Monday, November 1, 2010

What I want my kids to learn in my home...

I have been thinking a lot about what I want my kids to come away with from our home.  What ideas out of everything I teach them do I want to stand out?  Things that when they see, or feel or come across will be very familiar to them and the feelings in our home.  This is what I came up with.  
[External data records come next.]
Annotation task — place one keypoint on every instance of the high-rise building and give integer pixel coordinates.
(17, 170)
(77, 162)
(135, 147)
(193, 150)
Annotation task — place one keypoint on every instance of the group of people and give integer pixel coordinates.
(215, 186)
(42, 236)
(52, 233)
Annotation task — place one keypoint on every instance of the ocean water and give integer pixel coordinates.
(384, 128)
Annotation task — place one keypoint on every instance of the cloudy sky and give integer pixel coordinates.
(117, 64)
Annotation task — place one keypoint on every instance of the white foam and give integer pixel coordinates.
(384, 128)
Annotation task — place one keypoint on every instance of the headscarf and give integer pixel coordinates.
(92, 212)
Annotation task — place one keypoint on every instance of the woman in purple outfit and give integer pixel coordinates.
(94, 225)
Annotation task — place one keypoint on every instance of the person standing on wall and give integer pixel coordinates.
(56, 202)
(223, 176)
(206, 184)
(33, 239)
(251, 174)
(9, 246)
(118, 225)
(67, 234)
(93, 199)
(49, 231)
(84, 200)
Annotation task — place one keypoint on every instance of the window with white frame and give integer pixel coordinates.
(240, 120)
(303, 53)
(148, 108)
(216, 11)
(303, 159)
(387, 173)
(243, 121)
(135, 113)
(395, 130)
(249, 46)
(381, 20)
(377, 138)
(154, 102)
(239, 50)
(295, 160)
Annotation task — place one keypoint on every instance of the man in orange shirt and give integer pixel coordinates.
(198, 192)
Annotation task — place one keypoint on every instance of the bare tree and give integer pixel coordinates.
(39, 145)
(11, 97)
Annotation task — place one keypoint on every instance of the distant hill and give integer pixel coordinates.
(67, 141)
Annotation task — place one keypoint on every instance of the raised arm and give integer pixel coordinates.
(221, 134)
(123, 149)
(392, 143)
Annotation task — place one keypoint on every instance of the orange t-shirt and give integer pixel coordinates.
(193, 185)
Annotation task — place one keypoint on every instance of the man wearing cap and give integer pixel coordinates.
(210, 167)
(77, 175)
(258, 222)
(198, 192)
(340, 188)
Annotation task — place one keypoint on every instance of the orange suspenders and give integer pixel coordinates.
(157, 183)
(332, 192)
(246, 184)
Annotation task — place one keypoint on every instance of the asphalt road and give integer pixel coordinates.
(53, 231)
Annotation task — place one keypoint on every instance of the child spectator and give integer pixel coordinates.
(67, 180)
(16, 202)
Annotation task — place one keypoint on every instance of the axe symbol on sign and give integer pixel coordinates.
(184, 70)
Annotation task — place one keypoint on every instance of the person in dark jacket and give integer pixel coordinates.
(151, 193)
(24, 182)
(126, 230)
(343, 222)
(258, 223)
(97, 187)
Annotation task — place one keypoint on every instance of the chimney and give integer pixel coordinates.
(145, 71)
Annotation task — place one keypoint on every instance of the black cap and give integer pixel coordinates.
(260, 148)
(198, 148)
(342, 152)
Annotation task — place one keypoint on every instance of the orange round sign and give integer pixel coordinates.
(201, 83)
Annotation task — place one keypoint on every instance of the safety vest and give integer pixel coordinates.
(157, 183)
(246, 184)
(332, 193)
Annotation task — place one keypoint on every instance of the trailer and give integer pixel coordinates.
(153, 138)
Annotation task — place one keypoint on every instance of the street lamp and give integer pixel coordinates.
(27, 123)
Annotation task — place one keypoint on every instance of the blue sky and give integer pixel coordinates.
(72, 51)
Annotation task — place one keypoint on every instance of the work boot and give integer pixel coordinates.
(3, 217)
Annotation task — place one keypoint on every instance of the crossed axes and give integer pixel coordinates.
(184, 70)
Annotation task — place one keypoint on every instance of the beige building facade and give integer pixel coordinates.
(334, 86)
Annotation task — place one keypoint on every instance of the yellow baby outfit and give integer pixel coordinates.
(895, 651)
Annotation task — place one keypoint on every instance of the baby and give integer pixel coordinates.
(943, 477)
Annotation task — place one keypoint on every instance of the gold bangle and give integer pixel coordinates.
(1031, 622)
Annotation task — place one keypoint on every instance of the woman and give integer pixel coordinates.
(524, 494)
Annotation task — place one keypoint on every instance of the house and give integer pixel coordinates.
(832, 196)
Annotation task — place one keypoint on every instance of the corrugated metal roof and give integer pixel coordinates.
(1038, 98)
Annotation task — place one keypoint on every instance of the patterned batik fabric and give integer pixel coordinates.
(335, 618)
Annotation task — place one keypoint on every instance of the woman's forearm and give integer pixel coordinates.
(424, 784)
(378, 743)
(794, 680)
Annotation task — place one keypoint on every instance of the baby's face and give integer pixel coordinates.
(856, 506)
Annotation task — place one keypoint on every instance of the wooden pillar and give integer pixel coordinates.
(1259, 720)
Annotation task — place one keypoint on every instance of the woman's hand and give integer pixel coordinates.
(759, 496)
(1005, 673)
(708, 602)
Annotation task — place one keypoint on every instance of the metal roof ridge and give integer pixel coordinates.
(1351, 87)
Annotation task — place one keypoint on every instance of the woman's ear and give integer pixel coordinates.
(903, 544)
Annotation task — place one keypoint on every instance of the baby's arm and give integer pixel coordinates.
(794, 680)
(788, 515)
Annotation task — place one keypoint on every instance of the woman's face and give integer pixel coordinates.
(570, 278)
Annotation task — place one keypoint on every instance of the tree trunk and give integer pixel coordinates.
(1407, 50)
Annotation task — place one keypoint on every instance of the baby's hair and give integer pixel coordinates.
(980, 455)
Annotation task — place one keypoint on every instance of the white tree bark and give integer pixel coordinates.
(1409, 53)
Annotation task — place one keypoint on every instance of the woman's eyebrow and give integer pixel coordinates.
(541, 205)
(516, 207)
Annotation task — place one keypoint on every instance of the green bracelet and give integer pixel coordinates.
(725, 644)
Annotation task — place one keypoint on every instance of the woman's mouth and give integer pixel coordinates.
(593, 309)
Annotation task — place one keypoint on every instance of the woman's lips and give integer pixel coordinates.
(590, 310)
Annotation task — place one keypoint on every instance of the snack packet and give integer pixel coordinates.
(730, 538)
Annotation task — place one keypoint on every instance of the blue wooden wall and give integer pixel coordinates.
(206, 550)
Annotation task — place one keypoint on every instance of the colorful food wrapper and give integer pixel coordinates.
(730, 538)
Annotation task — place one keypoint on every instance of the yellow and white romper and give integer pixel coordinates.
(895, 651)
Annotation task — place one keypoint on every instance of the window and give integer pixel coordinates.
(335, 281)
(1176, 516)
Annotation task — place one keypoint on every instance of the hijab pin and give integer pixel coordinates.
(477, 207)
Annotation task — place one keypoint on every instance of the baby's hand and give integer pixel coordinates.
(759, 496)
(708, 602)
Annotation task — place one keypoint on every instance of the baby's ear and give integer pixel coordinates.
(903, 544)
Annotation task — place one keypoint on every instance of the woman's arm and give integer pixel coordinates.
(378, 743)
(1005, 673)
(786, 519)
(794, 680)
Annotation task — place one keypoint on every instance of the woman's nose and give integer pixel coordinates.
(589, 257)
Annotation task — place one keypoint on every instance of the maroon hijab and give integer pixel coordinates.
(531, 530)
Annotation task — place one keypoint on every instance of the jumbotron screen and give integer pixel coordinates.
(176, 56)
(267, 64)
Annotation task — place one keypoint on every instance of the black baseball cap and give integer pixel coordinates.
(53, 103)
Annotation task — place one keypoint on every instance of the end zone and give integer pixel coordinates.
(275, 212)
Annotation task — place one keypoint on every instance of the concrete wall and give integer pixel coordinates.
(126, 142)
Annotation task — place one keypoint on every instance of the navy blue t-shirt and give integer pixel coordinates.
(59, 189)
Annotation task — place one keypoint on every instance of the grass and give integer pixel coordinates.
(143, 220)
To be anxiously engaged in a good cause.
To render simple acts of service
To be thoughtful and kind to the one-to love individually
To find the joy in all things
To be courageous in standing for truth and right

So, with our whole theme of being deliberate, I am going to engage them in a good cause tonight.  We are going to rake leaves at an elderly lady's home that we have done the last couple of years-she has such a beautiful piece of property with an apple orchard as far as the eye can see.  So one experience after another it will help them see that that is what we do.  We help those in need.  And then when they are older and away from home they will naturally look for moments to serve...and their hearts will yearn for it because it will be a part of them.  I like how simple it is.  All it requires is an idea, some rakes, sweatshirts, and hot chocolate at the end.  Whalah! 

Sunday, October 31, 2010

Carefree Timelessness...

This to me is the epitomy of what carefree timelessness is so easy to recognize it when you see it, just easy unassumming family togetherness.  We see it and we are immediately attracted to it.  When I look at this picture I want to jump back in that moment.  It was a crisp fall day in McCall.  I grabbed some snacks, got shoes, socks, and sweatshirts on and ignored the whining comments of not wanting to go. (This is always amazing to me.  Who wouldn't want to go on a Rhino ride into the mountains and soak up nature by finding sticks, throwing rocks, playing pine cone baseball, holding hands and reconnecting?!)  I knew they wanted to go, but for some reason it seems to be so much fun to moan and pretend you are so put out at first.  But the second they were all loaded in the smiles immediately overtook the initial hesitant remarks.  We were off.  It was what a mother always yearns for.  No homework, no soccer, no friends, no spills, no anything.  It was just us.  Our little Smith Crew as we call it.  It was a couple of hours that had to be created to press a reset button in us.  Matt and I have really tried to be conscious of carving out time to create moments of nothingness.  Every time we do we are recharged and have added a priceless memory into our children's book of experiences that they can replay anytime in their heads.  I love it when my 4 year old Ashton talks about things that we have done months earlier.  They do remember and they do love it.